1 de abril de 2017

Silent Agitators. Kent Worcester (auto-edição)

Já nos havíamos cruzado neste espaço com Worcester por ocasião do volume por si co-editados, AComics Studies Reader, se bem que ele tem trabalhado noutros projectos associados à banda desenhada (o volume dedicado a Peter Kuper na colecção Conversations da UPM, um The Superhero Reader, etc.). Este título é uma auto-edição de toda uma série de pequenos artigos, quase uma trintena de entradas, que foram publicadas na New Politics (que é publicada duas vezes por ano) entre 2003 e 2016. Esta secção, intitulada “Word and Pictures”, permitiu a Worcester uma exploração inclusiva do tipo de trabalhos abordados, mas sempre sob uma mesma perspectiva. Como explica na introdução, com vista a uma certa “correcção” em relação ao tipo de objectos maioritariamente estudados na academia – o círculo dos Estudos de Banda Desenhada, para o qual ele próprio tem contribuído, afinal -, pretende aqui focar-se sobretudo em trabalhos de natureza política. Combativa, directa, endereçada, sejam caricaturas, cartoons ou banda desenhada (ficcional ou não), toda esta produção visa, como implica o título do livrinho, “agitar”. (Mais) 

Estes artigos consistem em perfis de artistas individuais, alguns históricos e outros contemporâneos, casos estes em que se incluem algumas entrevistas curtas mas incisivas, alguns outros sendo antes de temáticas mais abrangentes - “Cartoonistas iídiches” ou “Cartoons antibelicistas” -, e outros ainda dedicados a personagens particulares - Robin Hood e Womer Woman -, muitas vezes partindo da crítica (review) de volumes publicados sobre esses mesmos temas. Por exemplo, o artigo sobre a Mulher Maravilha, escrito no Verão de 2015, é um balanço da leitura dos livros dedicados à personagem de Noah Berlatsky, Tim Hanley e Jill Lepore, que haviam sido publicados um pouco antes, em sucessão.

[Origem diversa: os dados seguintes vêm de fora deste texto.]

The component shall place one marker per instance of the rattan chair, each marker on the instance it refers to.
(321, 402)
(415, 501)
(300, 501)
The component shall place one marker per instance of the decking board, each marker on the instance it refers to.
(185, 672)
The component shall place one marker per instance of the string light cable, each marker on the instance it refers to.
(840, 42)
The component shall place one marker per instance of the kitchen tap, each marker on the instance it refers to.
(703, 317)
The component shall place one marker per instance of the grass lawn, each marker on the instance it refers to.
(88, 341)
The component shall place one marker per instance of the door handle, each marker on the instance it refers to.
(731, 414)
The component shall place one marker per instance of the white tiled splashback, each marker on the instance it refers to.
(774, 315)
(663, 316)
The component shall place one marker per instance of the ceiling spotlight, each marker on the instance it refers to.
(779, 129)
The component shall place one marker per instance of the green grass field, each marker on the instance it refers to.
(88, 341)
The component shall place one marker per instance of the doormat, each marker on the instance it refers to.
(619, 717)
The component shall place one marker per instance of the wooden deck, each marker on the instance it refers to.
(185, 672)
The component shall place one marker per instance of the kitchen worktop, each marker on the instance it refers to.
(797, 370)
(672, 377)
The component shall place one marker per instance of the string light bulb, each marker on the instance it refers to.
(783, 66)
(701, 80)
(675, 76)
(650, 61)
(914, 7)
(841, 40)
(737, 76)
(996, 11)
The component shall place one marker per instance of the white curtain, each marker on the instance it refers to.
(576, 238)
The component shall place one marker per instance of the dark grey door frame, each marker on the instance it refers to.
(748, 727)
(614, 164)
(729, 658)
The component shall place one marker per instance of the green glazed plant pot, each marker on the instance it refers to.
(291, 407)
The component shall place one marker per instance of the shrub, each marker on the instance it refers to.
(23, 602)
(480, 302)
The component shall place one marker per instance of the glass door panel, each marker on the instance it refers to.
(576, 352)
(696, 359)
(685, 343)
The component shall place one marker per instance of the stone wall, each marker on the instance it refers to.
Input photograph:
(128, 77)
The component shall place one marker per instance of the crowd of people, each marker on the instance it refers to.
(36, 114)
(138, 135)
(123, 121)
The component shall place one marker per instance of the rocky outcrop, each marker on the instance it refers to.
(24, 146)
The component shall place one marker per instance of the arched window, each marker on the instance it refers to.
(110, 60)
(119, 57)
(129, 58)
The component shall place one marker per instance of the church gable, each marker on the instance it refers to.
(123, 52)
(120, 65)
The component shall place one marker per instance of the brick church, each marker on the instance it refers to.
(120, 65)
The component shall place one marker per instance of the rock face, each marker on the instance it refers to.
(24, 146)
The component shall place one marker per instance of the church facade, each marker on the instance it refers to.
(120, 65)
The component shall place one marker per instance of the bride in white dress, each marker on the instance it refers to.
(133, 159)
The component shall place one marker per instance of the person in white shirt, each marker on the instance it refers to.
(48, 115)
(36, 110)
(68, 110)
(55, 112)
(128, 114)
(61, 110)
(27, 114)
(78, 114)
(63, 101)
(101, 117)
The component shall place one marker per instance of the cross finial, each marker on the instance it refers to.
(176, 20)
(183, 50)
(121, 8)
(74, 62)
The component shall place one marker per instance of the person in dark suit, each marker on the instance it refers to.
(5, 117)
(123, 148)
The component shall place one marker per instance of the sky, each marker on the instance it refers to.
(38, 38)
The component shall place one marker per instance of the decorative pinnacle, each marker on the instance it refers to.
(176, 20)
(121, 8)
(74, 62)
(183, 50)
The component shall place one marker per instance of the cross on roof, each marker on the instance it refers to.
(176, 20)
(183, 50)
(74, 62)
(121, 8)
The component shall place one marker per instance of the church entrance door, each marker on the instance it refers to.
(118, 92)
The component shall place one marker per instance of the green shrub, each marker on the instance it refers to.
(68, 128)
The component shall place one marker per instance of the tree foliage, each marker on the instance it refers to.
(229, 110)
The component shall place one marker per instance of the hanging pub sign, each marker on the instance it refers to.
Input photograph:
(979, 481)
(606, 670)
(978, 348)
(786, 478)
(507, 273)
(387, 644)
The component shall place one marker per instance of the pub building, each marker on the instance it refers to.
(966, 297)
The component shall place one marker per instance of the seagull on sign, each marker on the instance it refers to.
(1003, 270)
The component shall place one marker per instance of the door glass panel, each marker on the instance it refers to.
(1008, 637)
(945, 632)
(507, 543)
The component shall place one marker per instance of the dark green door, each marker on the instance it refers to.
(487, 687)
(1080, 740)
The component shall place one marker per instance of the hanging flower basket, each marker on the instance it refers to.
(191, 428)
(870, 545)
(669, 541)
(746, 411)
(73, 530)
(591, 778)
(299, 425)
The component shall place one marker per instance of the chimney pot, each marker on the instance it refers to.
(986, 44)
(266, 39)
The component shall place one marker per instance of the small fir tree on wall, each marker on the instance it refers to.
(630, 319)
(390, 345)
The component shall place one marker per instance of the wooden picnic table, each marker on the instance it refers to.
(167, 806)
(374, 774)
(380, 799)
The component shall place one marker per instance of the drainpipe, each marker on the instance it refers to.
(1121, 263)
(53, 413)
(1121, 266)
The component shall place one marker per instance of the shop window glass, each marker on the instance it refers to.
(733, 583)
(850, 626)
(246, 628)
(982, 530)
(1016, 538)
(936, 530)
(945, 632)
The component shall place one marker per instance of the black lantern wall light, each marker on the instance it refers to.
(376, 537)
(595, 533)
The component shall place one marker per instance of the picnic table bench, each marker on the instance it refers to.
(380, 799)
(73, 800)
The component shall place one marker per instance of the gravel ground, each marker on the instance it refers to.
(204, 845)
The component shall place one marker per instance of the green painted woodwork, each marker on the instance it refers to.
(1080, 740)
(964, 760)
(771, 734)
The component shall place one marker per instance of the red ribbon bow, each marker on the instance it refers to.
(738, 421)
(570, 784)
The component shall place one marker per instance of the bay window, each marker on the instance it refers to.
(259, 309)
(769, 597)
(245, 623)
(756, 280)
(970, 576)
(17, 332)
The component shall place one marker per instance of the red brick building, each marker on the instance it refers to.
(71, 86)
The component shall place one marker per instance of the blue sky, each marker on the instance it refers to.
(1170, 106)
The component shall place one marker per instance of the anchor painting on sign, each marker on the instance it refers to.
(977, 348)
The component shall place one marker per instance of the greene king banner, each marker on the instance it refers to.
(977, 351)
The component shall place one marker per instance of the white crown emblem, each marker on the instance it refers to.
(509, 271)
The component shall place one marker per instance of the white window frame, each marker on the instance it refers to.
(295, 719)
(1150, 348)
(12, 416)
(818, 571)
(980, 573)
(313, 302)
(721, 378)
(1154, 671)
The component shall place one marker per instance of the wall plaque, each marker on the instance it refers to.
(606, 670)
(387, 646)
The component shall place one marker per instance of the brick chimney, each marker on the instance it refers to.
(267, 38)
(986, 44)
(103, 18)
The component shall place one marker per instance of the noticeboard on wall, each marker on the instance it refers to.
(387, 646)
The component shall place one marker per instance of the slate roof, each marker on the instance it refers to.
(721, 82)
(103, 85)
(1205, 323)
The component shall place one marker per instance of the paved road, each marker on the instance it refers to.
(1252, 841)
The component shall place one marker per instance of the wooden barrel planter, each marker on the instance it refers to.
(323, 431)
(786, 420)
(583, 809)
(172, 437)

Há mesmo casos em que é um autor a participar com uma peça curta, à guisa de apresentação própria (Greg Cook estreando-se nestas andanças). Um dos aspectos produtivos e estimulantes desta selecção, quiçá ditada pelas circunstâncias do momento mas igualmente ditadas por um genuíno interesse em demonstrar como este diálogo deve ultrapassar fronteiras e categorias apriorísticas, é que se englobam desde autores particularmente famosos do cartoon editorial (Art Young e Carlo, por exemplo) ou da banda desenhada (como Harvey Pekar, Daniel Clowes e Seth Tobocman), mas igualmente nomes de autores jovens ou estreantes (então, pelo menos) explorando os mesmos territórios combativos. Essa diversidade é manifesta igualmente nessa mesma expressão política: “Apesar de muitos dos contribuintes para este livro se descreverem a si mesmos como socialistas [no sentido americano do termo, i.e, um sinónimo de “de esquerda”], outros poderão antes preferir termos como radicais, anarquistas, feministas e/ou marxistas. Alguns até se poderão chamar a si mesmos de liberais. Alguns são activistas, outros cínicos.” (nosso itálico; pg. 5). Isto poderia levar a um tema constantemente debatido, sobre a destreza e beleza do cartoon político ser uma esteira da esquerda mais do que a direita, ideia defendida por Eugene Debs num curto ensaio final, o que, corroborado por um número esmagador de mestres nesse sinal e até na eficácia dos gestos (Daumier, Cham, Nast, os autores de The Masses, L’Assiette au Beurre, Simplicissimus, etc.) poderá ter os seus contra-exemplos, mas este gesto editorial aponta sobretudo a essa grande família.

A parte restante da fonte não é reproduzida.